Misleading title. While #4 and #3 look like good ways to avoid relying on a horrible MySQL-only misfeature (silently picking arbitrary values from rows you've grouped over), almost all the other behavior (maybe other than LIMIT in #5) is correct according to the ANSI standard and you'll find other databases do the same.
That's funny. I read the first one, then all I did was look at the photos. I understand that I'm just me but this article was more set up as a number of photos with some unrelated SQL tips around it. I think the poster over did it. I think the Social Media 101 is more referring to how Joel used to add a bit of flair to his articles.
As another comment (http://news.ycombinator.com/item?id=1880981) pointed out, this is part of the ANSI standard for SQL, and not exactly due to MySQL's handling of NULLs strangely (there, also fixed the apostrophes for you).
Most of the things listed there are not MySQL specific. Here's one that I'm pretty sure is:
SELECT * FROM example WHERE value = 'á';
where "á" uses UTF-8 encoding.
By default this will return rows that match both "á" AND "a", which may or may not be what you want.
If you want to make MySQL distinguish between an "a" with an accent and one without, then you need to specify a collation either in the table creation/alter statement, or in your query directly:
SELECT * example WHERE value = 'á' COLLATE utf8_bin;
All major engines have collations and collation-specific behavior (which can be confusing). However, this one I saved for the next post (with another set of completely unrelated pictures).
How can this ever be expected to work, unless, of course your column is literally '1, 2, 3'? Seems strange to blame MySQL for it. ("MySQL is buggy because it cannot infer meaning from my arbitrary string literals!")
None actually "blames" MySQL for that. The article just describes what comes to the beginning developer's mind first, and tells the correct way to do that.
A lot of these come down to NULL makes things not work the way you might expect. Maybe C. J. Date is rightbwhen he says there should be no NULL in the relational model.
Or possibly the NULL should behave more like a modern NULL and have a different truth table for it. I don't think it is coincidence that no modern NULL value in a programming language acts like the SQL NULL.
People will usually reply to my criticisms about SQL NULL by pointing out that it is logically consistent, which is true, but it's not the only logically consistent NULL we can define. I know the theory behind the SQL NULL quite well, well enough to observe just how rarely it matches SQL practice.
(I personally find the SQL null semantics incredibly clear and understandable, and find the weird hacks many languages take to have null mean something really confusing.)
It's possible to make a relational schema without nulls. Most people avoid it though because it adds extra tables and makes queries more complex, in some situations. In others it can make them simpler.
Is that what he meant? Because without having read any of his work, and relying only on my practice with relational DBs, I would say it would be nice if columns were not NULLable, thereby removing ambiguity from non-inner joins.
Yes, he meant no NULL anywhere. The relational model as originally formulated by E.F. Codd did not have NULL. It was only much later that some tried to extend it by adding NULL (or even two different kinds of NULL).
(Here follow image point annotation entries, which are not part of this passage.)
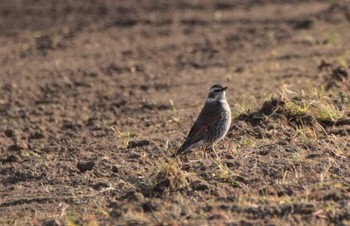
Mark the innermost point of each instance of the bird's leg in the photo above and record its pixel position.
(213, 149)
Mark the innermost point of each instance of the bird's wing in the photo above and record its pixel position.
(209, 116)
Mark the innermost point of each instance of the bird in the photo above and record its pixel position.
(212, 123)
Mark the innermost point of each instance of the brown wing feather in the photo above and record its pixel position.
(199, 131)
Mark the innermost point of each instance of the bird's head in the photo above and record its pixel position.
(216, 93)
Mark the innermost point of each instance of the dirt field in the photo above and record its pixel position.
(95, 96)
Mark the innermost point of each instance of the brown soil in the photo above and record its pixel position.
(96, 95)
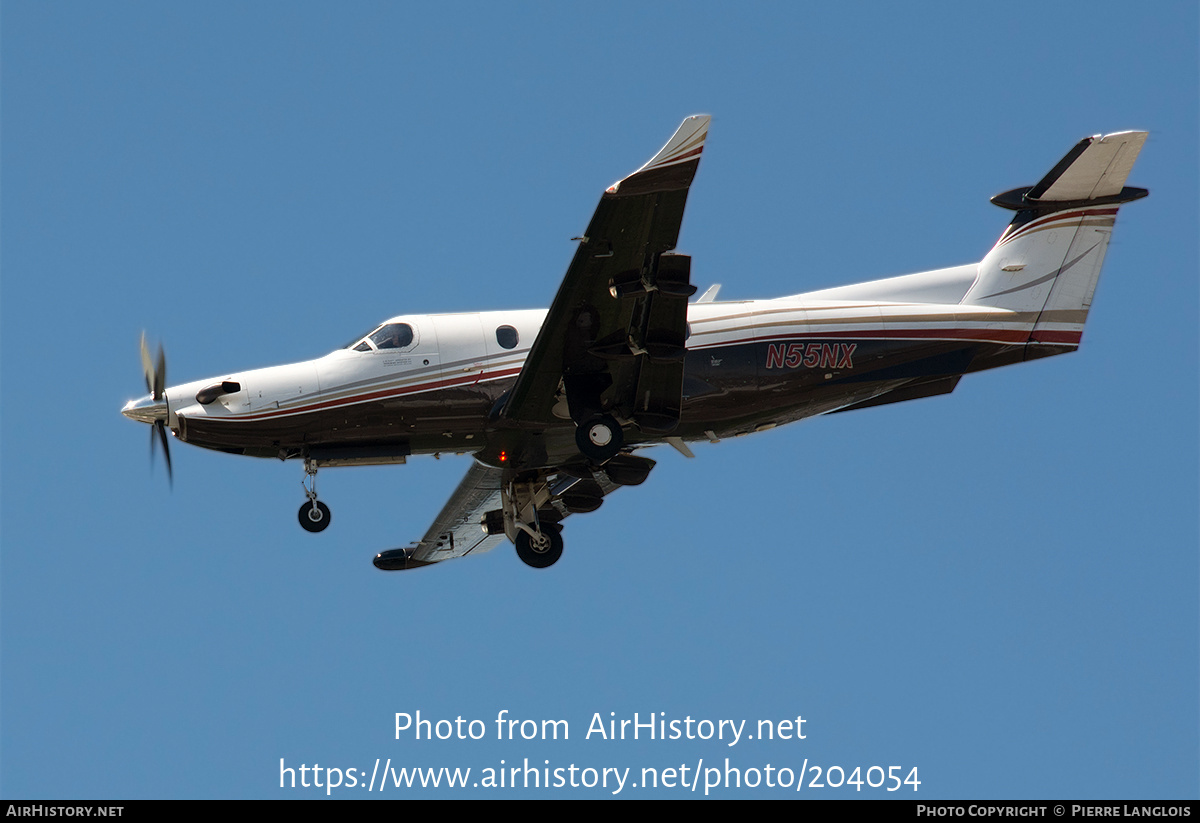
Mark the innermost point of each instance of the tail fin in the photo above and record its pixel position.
(1048, 260)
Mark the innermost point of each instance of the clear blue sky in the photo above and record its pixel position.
(999, 587)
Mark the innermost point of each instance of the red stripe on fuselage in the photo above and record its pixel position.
(370, 396)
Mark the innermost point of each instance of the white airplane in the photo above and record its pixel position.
(553, 404)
In Date's book "Database in Depth" he gives some wonderful examples of how NULL in SQL breaks things. One I recall involved a couple simple tables and a simple question about the data. There were something like half a dozen or so reasonable ways one might write a query to answer the question--and there were many different answers depending on the exact query.
"Database in Depth" has been updated and refocused more on SQL, and is now called "SQL and Relational Theory". He sums up in the latter book the problem with NULL thusly:
To sum up: If you have any nulls in your database, then
you’re getting wrong answers to certain of your queries.
What’s more, you have no way of knowing, in general,
just which queries you’re getting wrong answers to and
which not; all results become suspect. You can never
trust the answers you get from a database with nulls.
In my opinion, this state of affairs is a complete
showstopper.
That depends on how and when you're going to use it. It's fine with small data sets, or if you're going to run the query and cache its output periodically. With MySQL you can also speed it up quite a bit by selecting only an indexed column rather than `SELECT *`.
But yeah, if it's in a query that you're going to run on every single hit to the index page of a busy site, then you're going to have problems.
All "wrong" queries are wrong in PostgreSQL as well (and #3 won't even parse). The workarounds for #4, #3 and #2 are different for PostgreSQL, the others will work.